So I’ve been collecting some HA best practices lately. I just wanted to have them all in one place so I can use them myself for the VMTN forum and/or customers. The first two are obvious in my opinion but still often overlooked:

  1. Your ESX host-names should be in lowercase and use fqdn’s
  2. Provide Service Console redundancy
  3. If you add an isolation validation address with “das.isolationaddress”, add an additional 5000 to “das.failuredetectiontime”

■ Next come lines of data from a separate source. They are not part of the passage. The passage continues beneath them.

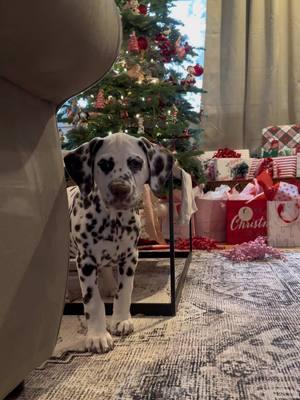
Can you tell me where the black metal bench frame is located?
[64,175,192,316]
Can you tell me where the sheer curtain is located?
[203,0,300,150]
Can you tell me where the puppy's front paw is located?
[85,332,114,353]
[110,318,133,336]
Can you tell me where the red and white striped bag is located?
[248,156,297,179]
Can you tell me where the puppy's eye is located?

  4. If your Service Console network is setup with “active / standby” redundancy then your ”das.failuredetectiontime” needs to be set to 60000
  5. If you ensured Service Console redundancy by adding a secondary service console then ”das.failuredetectiontime” needs to be set to 20000 and you need to setup an additional “das.isolationaddress”
  6. If you setup a secondary Service Console use a different subnet and vSwitch then your primary has
  7. If you don’t want to use your default gateway as an isolation validation address or can’t use it because it’s a non-pingable device then disable the usage by setting das.usedefaultisolationaddress to false and add a pingable “das.isolationaddress”
  8. Change default isolation response to “power off vm” and set restart priorities for your AD/DNS/VC/SQL servers
So if you’ve got more, add them into the comments and I will update the list!